O que é particular à pessoa de Jesus, a sua absoluta característica,
não tem nada a ver com esse equívoco: Jesus, na sua prática
histórica, remete para um Deus que não é propriedade privada nem
Dele nem de ninguém. É o Deus do livre amor por todos os seres
humanos, sem restrição. O Deus de Jesus também não pode ser
privatizado nem sequer pelos cristãos. Por outro lado, Jesus, na sua
prática histórica, surge polarizado por todos os seres humanos,
sejam ou não povo de Israel. É a partir da periferia que caminha
para o centro. Tudo e em tudo, dentro e fora das religiões, só tem
sentido se fôr para o bem de toda a humanidade.
O itinerário de Jesus, testemunhado pelas narrativas evangélicas, é
o de alguém que está, continuamente, voltado para o Deus de todos.

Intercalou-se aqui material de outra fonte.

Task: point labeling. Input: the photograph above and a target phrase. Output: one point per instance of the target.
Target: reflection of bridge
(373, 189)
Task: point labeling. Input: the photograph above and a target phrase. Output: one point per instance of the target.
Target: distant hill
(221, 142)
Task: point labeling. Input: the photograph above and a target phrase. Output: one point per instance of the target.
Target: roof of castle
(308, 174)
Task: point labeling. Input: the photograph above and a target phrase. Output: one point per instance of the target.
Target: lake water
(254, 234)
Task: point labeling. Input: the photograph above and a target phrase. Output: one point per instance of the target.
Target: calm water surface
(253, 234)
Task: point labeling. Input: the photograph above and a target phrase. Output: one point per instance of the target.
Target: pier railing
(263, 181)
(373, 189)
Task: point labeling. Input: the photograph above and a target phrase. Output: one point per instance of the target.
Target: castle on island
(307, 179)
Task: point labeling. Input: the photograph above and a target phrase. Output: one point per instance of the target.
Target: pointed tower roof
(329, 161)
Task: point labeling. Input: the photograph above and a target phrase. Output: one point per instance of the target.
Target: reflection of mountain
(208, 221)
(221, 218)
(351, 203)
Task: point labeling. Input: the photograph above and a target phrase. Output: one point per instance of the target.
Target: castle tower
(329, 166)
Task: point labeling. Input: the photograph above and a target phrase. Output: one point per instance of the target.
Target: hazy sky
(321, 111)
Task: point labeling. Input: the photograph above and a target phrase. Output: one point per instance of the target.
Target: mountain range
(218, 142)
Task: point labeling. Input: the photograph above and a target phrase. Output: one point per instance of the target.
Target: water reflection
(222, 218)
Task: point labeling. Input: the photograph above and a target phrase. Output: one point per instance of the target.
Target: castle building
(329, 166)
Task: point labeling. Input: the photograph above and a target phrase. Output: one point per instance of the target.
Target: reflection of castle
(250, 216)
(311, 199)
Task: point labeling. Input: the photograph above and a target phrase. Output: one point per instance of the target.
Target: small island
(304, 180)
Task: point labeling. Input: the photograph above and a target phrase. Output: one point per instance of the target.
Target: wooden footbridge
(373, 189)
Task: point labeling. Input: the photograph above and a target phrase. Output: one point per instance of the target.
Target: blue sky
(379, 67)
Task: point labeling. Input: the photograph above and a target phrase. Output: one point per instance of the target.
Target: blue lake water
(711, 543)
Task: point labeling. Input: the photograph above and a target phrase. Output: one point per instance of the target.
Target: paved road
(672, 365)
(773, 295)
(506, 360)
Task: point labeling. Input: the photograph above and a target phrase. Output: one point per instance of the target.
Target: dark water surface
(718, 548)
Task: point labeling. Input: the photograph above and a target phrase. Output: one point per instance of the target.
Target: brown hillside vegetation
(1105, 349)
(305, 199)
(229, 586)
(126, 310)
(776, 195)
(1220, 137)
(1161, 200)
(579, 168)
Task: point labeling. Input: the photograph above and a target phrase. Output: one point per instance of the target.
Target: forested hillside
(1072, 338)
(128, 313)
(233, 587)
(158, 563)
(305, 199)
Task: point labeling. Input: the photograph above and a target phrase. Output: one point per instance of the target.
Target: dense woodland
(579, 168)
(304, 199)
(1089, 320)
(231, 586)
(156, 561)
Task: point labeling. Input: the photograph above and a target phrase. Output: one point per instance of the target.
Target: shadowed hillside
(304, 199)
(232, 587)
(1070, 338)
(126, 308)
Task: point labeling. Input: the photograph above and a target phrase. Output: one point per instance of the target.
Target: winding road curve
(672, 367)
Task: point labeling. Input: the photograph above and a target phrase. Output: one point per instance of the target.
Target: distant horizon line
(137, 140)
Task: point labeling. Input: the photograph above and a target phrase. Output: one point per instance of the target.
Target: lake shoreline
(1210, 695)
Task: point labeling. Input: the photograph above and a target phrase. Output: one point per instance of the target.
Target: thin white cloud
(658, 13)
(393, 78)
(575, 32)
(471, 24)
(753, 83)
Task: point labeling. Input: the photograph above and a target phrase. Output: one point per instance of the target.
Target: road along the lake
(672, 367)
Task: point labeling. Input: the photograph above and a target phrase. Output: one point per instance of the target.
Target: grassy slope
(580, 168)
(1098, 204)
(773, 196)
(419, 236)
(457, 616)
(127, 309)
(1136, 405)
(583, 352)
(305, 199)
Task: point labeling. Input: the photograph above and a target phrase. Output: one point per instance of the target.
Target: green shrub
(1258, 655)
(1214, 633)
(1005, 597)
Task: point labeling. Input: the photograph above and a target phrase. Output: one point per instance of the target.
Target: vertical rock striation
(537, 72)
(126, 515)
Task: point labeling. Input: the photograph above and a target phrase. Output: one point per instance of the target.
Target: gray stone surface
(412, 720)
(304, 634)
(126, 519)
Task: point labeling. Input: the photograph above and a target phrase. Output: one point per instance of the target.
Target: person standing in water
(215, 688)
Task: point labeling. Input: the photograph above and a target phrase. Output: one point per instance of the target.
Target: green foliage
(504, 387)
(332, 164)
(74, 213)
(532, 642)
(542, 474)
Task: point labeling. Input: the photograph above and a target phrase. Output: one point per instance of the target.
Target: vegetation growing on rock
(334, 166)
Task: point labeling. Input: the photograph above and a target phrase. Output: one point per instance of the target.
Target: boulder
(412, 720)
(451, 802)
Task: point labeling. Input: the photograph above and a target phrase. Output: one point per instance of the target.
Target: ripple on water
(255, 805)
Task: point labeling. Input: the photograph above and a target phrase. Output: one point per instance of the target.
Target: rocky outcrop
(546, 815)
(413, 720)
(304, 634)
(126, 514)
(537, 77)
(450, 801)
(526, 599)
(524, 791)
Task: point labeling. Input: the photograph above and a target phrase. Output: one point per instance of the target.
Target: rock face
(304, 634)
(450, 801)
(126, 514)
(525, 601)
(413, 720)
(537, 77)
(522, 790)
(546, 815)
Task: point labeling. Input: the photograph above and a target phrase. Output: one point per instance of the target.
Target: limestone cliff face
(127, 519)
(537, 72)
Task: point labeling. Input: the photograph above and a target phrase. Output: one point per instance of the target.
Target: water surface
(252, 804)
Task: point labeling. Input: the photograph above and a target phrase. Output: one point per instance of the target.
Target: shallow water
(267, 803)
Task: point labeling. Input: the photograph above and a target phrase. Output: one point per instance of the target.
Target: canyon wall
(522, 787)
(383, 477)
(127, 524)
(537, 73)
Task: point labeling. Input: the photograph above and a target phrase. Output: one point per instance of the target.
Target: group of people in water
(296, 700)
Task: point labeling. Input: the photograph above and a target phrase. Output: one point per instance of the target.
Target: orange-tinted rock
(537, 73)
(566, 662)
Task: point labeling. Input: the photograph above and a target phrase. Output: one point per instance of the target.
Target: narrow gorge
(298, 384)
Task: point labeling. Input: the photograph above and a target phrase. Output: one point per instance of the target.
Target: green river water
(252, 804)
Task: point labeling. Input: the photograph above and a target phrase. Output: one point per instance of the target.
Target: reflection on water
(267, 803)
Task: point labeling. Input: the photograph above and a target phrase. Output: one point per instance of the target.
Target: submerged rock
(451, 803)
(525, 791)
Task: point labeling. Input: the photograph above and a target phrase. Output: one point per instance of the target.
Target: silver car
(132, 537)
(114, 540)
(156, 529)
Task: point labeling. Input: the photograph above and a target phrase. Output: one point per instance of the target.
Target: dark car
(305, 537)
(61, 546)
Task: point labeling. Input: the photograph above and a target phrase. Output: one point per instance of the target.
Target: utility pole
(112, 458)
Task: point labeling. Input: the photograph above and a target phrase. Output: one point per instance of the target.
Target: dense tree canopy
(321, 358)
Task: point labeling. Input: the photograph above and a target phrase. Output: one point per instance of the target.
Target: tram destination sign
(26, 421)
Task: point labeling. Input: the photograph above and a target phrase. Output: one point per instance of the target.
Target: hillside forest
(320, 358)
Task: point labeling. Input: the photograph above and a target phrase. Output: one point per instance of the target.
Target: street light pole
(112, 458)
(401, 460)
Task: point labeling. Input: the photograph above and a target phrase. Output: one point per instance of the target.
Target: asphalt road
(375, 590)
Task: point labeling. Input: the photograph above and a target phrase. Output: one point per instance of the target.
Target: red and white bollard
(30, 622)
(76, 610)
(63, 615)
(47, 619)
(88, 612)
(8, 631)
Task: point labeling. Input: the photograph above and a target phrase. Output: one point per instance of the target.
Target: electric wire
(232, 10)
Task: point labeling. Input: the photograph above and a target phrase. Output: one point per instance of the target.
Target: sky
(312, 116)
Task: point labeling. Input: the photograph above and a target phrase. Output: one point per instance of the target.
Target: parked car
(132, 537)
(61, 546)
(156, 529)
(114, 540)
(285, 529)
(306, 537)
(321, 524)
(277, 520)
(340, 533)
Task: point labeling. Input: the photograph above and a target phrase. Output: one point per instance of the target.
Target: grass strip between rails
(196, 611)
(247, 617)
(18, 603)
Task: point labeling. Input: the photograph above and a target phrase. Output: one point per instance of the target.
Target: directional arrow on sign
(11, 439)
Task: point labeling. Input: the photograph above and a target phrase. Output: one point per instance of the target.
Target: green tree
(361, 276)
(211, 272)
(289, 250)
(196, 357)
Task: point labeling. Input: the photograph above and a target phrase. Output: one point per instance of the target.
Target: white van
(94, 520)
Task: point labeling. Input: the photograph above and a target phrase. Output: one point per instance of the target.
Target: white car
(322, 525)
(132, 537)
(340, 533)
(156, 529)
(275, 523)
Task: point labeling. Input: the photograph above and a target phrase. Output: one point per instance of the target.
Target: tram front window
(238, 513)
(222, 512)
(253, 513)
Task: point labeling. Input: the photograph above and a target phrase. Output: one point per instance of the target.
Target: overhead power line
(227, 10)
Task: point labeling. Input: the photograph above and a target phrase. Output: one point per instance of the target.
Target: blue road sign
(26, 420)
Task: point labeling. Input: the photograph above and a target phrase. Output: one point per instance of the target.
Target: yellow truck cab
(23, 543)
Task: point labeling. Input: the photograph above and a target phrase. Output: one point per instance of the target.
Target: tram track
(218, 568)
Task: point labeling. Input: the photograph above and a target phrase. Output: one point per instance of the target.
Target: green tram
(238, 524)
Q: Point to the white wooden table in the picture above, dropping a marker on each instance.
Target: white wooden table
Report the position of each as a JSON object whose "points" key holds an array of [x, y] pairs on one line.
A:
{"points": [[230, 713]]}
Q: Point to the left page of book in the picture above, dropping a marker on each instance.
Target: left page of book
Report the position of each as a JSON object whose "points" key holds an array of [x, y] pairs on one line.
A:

Em Jesus não há rivalidade entre a dedicação a Deus e a entrega à
libertação humana. É um Deus humanado.
3.
No século XX não foi possível superar, inteiramente, um cristianismo
dolorista. A alternativa seria um cristianismo burguês ou hedonista.
Perante judeus e gregos, S. Paulo não se cansou de repetir: Pois
não quis saber outra coisa entre vós a não ser Jesus Cristo, e Jesus
Cristo crucificado (1Cor 2, 2). Não haverá perguntas a fazer a
esta declaração? Creio que sim.
Jesus não morreu nem de acidente, nem de doença nem de velho. Foi
condenado à pena capital, à morte na cruz, que não desejava. A
celebração da Semana Santa, as narrativas da Paixão tentam explicar
porque é que o crime aconteceu. Se Jesus não amava o sofrimento, se
detestava a cruz, porque é que Ele não fugiu, não renegou? A sua
fidelidade à emancipação humana era maior que a sua dor.
O mais importante está, todavia, no que aconteceu na própria cruz.
No momento em que é excluído da vida,
Ele oferece futuro aos que lhe dão a morte. Ele morre com o mundo
vivo no seu coração.
A aliança de Jesus é com todos os que são contra a morte.